Новый хан два раза посылал войска, чтобы опустошить окраины Шахрисябза, но эти экспедиции не имели успеха так же, как и предпринятые им до восшествия на престол. Наконец в начале 1833 г. Батур-хан, все более и более озлоблявшийся против правителя Шахрисябза, продолжавшего заносчиво вести себя, почувствовал себя достаточно сильным для нанесения решительного удара. Он выступил во главе войск против Шахрисябза, окрестности которого он уже начал разрушать. Но, проявив недальновидность в своей политике, он перед походом не подумал заручиться дружбой или, по крайней мере, нейтралитетом соседних с Бухарией ханств. Коканский хан, обручившись незадолго до того с дочерью правителя Шахрисябза, принял участие в распре. Он открыто взял сторону будущего тестя и послал войска атаковать Джизак — пограничный пункт Бухарии, чем обеспокоил хана. Хану, стесненному появлением нового врага и вынужденному думать о защите собственных провинций, пришлось отказаться от своих планов. Он смог завладеть лишь тремя небольшими укреплениями, взятие которых стоило ему нескольких сот человек, и вернулся в Бухару разъяренный поклявшись отомстить в будущем году коканскому хану и аталыку.
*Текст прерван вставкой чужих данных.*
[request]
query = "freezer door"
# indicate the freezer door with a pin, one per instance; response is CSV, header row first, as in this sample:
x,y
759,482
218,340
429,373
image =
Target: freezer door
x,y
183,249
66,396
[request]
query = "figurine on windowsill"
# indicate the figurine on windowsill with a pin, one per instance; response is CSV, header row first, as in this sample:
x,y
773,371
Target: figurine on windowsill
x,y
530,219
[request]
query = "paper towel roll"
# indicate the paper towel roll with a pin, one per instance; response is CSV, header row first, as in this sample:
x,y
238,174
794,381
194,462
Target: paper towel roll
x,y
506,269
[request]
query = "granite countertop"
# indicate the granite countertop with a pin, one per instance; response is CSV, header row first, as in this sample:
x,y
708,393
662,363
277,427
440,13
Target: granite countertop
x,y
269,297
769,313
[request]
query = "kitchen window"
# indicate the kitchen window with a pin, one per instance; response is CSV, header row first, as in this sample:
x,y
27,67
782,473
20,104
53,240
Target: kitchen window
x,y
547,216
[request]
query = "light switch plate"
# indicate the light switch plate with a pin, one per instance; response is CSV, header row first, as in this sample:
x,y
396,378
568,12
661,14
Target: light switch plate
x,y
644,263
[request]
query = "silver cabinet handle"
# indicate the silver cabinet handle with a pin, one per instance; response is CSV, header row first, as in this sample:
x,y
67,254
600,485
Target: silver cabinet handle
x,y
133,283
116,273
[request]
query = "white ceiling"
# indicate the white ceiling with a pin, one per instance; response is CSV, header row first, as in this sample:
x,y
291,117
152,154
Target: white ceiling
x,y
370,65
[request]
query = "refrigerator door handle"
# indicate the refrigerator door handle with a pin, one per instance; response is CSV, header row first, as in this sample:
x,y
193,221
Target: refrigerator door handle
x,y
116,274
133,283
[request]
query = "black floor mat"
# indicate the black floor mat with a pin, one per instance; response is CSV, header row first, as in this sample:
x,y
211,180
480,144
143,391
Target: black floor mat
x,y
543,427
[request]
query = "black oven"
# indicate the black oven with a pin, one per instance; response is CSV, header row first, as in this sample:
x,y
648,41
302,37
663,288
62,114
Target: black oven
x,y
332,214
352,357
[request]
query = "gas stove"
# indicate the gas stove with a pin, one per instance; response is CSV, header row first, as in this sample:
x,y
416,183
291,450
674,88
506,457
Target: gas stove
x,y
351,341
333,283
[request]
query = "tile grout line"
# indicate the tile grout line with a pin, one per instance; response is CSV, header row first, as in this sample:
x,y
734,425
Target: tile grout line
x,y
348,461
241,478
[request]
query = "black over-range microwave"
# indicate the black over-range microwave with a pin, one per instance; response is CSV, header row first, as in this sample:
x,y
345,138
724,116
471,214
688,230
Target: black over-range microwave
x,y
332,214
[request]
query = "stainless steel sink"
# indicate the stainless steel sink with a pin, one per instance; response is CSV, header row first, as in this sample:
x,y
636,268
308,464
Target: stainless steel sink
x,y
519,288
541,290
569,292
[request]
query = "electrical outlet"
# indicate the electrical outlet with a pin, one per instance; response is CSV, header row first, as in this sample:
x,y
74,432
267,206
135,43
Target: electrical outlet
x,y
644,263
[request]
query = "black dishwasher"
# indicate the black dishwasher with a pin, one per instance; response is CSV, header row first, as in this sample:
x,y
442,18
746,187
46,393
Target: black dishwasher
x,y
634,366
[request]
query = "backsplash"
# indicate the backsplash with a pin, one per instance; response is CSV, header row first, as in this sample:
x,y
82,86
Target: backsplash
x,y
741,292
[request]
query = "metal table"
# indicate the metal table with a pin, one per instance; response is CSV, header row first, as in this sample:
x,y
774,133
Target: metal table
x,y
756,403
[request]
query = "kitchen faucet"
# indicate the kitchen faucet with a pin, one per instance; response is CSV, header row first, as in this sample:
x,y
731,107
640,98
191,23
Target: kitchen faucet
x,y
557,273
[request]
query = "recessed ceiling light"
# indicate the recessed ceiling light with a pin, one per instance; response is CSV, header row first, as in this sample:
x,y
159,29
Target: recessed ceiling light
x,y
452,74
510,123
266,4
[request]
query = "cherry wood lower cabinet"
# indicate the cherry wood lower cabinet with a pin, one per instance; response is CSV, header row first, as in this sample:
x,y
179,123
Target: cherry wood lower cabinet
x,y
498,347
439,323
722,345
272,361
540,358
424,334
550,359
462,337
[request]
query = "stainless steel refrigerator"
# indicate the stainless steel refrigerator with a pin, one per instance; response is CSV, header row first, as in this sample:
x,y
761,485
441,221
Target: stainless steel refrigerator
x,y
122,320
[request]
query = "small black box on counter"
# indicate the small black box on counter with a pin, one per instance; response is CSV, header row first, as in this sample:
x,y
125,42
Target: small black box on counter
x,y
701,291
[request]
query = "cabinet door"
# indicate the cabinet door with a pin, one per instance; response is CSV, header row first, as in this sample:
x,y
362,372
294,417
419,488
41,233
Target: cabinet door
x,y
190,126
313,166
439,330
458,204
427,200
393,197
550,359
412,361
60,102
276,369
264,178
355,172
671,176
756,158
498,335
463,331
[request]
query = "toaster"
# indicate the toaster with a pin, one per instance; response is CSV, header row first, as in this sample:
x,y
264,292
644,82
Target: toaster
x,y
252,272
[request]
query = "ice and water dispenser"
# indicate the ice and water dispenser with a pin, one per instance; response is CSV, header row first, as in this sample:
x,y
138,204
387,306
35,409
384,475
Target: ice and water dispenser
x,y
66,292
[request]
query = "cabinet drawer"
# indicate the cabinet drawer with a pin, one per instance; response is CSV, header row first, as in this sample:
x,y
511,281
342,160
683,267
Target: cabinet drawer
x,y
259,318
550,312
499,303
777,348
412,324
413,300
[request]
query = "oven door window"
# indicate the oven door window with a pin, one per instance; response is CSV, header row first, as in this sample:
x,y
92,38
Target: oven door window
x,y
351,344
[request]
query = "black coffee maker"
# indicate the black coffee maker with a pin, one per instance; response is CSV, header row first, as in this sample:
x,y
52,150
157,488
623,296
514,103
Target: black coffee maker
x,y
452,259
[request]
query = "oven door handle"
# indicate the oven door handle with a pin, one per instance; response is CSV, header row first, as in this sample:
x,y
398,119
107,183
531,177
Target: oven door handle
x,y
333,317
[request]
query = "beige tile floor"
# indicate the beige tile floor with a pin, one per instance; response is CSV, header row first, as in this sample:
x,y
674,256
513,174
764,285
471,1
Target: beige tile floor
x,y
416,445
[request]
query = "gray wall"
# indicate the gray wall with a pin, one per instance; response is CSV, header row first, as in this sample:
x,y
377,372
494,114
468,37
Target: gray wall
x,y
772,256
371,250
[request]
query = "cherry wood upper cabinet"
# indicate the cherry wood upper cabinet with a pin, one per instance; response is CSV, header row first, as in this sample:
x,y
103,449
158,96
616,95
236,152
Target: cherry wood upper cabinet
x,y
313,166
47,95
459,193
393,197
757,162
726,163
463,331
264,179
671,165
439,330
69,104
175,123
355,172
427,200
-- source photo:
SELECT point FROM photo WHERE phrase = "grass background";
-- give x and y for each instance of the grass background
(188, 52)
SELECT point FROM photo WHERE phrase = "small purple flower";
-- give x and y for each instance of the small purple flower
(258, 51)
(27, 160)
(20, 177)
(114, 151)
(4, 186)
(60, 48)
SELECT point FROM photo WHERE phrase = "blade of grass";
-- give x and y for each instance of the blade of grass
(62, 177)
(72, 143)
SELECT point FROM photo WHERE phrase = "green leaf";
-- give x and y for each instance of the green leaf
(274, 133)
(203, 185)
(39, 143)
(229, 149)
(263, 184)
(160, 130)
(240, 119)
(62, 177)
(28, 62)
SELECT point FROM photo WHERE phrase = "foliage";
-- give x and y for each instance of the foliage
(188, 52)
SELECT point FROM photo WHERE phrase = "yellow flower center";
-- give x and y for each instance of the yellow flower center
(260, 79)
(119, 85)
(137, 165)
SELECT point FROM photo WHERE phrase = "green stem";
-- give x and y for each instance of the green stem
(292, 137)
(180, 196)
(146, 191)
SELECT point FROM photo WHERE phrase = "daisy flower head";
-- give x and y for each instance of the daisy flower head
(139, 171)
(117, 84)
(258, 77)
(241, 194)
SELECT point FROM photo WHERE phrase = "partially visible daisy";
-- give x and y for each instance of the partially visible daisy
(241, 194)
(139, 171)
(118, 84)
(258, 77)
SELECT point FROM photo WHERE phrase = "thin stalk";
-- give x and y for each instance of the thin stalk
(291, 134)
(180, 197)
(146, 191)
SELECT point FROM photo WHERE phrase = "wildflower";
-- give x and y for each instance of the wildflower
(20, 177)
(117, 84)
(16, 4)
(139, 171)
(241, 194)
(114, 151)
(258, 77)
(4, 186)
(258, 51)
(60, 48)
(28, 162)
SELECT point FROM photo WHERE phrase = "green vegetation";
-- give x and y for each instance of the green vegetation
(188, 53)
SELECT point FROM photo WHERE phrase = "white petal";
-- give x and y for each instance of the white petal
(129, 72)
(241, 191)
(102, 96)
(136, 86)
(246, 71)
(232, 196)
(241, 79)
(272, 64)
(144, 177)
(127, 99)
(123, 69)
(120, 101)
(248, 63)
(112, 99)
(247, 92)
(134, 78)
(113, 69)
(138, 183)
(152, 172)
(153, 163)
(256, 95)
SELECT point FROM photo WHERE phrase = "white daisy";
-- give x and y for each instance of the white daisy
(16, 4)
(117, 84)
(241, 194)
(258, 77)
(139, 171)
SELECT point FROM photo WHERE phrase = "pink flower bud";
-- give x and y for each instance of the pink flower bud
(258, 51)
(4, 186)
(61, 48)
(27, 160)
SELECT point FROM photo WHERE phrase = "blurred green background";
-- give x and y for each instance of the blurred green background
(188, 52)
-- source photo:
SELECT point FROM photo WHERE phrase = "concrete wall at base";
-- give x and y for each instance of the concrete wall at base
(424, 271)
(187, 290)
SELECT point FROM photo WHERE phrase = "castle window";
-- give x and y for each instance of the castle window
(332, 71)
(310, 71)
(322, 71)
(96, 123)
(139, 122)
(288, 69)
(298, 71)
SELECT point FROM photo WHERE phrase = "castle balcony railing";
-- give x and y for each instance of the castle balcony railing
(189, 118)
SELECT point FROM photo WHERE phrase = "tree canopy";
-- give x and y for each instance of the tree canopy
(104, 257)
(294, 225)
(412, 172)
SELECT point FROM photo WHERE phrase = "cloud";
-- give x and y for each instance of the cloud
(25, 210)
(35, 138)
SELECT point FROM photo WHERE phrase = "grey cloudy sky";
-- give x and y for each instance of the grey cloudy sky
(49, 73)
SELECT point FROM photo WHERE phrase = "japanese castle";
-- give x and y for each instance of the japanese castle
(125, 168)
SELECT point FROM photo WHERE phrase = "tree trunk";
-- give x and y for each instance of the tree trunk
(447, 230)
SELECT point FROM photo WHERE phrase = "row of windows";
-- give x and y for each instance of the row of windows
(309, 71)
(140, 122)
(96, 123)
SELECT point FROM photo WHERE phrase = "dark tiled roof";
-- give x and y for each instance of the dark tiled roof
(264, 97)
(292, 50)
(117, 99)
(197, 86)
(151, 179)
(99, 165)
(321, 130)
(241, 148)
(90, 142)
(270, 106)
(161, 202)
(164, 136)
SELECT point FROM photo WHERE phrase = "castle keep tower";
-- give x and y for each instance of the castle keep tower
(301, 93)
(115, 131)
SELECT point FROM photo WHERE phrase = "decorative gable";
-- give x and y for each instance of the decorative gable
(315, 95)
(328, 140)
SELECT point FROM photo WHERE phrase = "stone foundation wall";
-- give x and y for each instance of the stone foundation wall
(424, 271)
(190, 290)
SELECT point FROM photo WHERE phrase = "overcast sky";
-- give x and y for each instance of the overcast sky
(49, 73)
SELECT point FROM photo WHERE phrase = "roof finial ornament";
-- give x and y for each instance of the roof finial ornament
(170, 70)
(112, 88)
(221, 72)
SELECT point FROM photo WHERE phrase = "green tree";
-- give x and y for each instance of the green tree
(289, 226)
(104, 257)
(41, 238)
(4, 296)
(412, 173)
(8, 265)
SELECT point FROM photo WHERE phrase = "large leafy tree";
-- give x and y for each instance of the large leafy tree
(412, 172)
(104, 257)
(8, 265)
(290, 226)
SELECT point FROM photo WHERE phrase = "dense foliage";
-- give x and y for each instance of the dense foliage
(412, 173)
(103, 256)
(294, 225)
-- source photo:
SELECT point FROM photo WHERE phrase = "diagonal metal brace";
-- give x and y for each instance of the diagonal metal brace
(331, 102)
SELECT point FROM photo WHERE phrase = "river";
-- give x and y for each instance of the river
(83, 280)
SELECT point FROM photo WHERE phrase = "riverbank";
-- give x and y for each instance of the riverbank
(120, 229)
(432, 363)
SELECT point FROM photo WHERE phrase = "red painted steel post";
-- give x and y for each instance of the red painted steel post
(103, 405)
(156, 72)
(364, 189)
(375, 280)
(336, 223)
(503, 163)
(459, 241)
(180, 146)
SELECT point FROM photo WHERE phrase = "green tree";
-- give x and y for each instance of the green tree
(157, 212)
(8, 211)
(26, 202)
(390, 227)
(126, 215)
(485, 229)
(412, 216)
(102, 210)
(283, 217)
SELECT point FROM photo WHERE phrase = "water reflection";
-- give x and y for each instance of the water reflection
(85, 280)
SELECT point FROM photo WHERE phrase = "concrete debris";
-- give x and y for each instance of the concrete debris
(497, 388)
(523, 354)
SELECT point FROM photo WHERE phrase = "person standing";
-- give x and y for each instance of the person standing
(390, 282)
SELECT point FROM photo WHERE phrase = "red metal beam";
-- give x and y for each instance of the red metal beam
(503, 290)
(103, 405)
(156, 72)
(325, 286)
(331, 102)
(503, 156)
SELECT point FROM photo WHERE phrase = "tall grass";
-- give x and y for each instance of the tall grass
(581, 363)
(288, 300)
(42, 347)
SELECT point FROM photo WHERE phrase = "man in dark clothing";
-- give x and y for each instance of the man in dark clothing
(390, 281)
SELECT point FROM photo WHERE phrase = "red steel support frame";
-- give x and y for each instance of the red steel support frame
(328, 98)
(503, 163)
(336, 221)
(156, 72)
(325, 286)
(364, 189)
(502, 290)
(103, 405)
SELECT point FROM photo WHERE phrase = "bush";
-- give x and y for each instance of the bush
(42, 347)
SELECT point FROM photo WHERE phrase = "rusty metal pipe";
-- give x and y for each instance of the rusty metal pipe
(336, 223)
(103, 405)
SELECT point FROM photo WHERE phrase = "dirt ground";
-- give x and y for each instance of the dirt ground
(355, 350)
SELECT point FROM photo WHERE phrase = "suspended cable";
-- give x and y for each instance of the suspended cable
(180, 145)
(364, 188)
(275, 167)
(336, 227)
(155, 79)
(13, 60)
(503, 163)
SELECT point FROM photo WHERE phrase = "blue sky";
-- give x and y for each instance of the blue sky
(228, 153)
Мохаммед Али, хан Кокана, установил дружеские отношения с хивинским ханом и начал организовывать лигу, включающую Хивинское, Кундузское и Шахрисябзское ханства, которая была бы способна противостоять Бухарии.
Вся зима прошла в переписке. Наш караван встретил 17 декабря на берегу Яныдарьи посла хивинского хана Алла Кули возвращавшегося из Кокана в Хиву в сопровождении коканского посла. Их свита состояла из сорока всадников.
Мухаммед Мурад-бек, кундузский хан, принял сторону коканского хана и начал активно беспокоить гиссарского хана-сторонника Бухарии.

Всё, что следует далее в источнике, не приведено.